Thursday, May 06, 2010

Bangkok Adventure


Bangkok has been rocked by civil unrest amidst the protests of the thousands of ‘red shirts’ demonstrators in the streets of Bangkok since March this year.


The tourism industry of Thailand has been severely affected with many countries issuing travel advisories for its people against Bangkok. Thailand used to be a country of smiles and a popular travel destination for many and it is hence it is really a regret that this good country blessed with no foreign occupations, natural resources and friendly people is now a cauldron of political and civil upheaval!


My wife and I had our share of adventures in Bangkok. No, we did not visit Bangkok at the time where the ‘red shirts’ were protesting, neither did we join them. Our adventure was related to something that many Singaporeans have taken for granted: a liveable and comfortable cityscape.


When I visited Bangkok the other time with my wife, what left an indelible impression on me and my wife was the ‘fantastic’ roads!


I still recalled fondly the “cultural shock” my wife and I had on the first day we stepped out of our hotel in Bangkok to make our way to some of the biggest shopping malls in South East Asia. We were shocked to be confronted with such disorderliness of the roads! There were no pedestrian crossings, no traffic lights for pedestrians, and cars, tutus, motorbikes were all over the place, just inches away from us! To cross the road, one simply cannot wait for a motorist to give way to us; we had to make a dash fast and quick to the opposite end. There were also no pavements near our hotel and we realised that having completed the ‘feat’ of crossing the road, our share of ‘close shaves’ were far from over: we had to ‘make-do’ with the sides of the roads as pavements and contended with the dozens of cars, taxis, motorbikes, bicycles as well as pedestrians for walking space all within the same congested roads!
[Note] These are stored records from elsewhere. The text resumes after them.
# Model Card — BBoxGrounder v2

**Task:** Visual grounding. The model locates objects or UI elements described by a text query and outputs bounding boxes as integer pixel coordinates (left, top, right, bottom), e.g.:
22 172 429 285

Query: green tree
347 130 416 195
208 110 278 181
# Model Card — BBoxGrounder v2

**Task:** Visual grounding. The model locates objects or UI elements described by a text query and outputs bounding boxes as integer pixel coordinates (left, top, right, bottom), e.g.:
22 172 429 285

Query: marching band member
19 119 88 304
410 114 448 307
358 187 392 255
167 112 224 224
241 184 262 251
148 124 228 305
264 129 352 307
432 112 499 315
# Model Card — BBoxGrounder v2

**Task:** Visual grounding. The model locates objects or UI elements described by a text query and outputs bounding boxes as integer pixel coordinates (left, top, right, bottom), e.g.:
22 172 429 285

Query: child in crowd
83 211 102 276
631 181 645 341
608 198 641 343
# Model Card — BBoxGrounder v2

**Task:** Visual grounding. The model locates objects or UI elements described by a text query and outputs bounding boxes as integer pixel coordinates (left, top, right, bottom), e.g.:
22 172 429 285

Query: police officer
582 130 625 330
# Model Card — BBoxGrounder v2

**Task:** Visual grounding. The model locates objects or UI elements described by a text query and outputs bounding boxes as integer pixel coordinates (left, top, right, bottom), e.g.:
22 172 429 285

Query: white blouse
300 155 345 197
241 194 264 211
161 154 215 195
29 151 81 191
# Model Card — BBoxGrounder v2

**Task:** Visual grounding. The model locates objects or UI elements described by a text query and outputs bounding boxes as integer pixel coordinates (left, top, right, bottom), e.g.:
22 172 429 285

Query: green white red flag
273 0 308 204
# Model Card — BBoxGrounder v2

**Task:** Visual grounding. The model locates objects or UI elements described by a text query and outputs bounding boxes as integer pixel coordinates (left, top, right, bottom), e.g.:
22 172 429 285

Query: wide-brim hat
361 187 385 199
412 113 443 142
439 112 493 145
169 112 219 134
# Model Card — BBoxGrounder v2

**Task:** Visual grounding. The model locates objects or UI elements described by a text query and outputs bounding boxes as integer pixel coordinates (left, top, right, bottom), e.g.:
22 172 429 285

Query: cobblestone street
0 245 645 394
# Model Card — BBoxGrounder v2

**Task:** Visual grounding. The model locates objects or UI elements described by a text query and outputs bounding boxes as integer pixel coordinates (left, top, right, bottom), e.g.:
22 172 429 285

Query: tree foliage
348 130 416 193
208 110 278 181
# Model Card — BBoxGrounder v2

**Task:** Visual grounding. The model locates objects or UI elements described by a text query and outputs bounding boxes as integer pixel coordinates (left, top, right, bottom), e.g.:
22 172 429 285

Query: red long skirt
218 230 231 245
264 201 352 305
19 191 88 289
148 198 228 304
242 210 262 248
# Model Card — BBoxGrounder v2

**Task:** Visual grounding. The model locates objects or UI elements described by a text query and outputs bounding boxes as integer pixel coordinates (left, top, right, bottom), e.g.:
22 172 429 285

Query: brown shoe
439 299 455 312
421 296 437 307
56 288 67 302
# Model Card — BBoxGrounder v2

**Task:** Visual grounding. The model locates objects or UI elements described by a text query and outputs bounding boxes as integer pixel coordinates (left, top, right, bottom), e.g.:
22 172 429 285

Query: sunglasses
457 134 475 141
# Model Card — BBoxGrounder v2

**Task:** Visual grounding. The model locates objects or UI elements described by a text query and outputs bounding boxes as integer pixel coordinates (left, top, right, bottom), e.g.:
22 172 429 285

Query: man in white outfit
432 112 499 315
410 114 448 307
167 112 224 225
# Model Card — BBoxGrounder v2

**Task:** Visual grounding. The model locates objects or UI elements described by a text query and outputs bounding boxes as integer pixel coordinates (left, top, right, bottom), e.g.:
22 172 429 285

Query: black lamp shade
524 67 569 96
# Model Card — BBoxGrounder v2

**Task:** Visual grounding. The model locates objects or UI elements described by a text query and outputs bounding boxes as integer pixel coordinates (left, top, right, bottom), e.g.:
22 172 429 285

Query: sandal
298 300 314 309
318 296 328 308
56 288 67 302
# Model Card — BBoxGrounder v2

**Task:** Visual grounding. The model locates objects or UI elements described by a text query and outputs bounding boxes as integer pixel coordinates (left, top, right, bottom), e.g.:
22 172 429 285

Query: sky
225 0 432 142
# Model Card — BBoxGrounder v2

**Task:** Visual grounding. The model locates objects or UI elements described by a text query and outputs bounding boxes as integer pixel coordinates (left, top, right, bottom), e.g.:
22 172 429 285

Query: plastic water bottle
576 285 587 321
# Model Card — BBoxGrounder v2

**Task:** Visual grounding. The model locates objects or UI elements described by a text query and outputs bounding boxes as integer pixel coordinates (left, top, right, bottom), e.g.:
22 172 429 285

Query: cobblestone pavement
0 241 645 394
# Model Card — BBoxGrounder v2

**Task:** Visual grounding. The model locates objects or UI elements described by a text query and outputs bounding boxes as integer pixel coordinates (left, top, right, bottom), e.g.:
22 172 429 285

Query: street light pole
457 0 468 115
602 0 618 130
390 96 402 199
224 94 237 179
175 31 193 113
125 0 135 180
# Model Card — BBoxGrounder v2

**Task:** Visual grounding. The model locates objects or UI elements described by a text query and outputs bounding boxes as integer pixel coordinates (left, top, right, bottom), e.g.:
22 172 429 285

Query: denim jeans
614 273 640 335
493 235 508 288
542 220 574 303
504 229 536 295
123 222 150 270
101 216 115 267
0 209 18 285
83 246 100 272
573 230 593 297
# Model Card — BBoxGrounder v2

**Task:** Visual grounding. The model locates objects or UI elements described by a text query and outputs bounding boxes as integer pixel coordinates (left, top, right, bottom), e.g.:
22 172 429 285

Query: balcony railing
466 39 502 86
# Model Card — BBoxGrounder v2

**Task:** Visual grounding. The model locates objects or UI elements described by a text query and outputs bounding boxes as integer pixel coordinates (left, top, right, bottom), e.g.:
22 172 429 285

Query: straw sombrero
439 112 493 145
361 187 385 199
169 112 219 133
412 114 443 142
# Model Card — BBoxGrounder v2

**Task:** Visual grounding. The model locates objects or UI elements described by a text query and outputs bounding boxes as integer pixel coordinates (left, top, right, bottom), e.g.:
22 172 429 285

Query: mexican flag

It was such a miracle not to be killed by the simply chaotic roads. The moment we stepped out of the hotels to be greeted by the road madness, we actually asked ourselves whether we had come to the right place. After the first day of long walk from Indra’s place, past Pratuman market, Central World and finally to Mah Bo Kong, we were immensely tired already and the very fact of having to pass through the dangerous roads, navigate through the masses of vehicle and people simply was simply discomforting to us.


We had in our hands heavy bags of goodies to bring back to Singapore. Then we recalled having to buy some bottles of water to last us through the nights, I brought three 1.5 litres of mineral water from a nearby 7-11 and stuffed them all in my haversacks. With the few heavy bags of goodies in my hands as well as the few kilograms of water in my haversack, I felt like a commando, ready for battle! My battle was the messy traffic and roads as well as escorting my little princess (my wife) back to our hotel!


The next two days, we grew more familiar of the roads and pavements in Bangkok. I must add that there is orderliness amidst the disorderliness of the roads: the locals had simply no problem to cross the roads. They do not rush across the roads, they simply walked slowly, oblivious to the traffic coming and the ongoing cars simply gave way to them just in time before an accident is to occur! To all Singaporean readers, let us feel grateful that we have a world-class land transport system here in our country!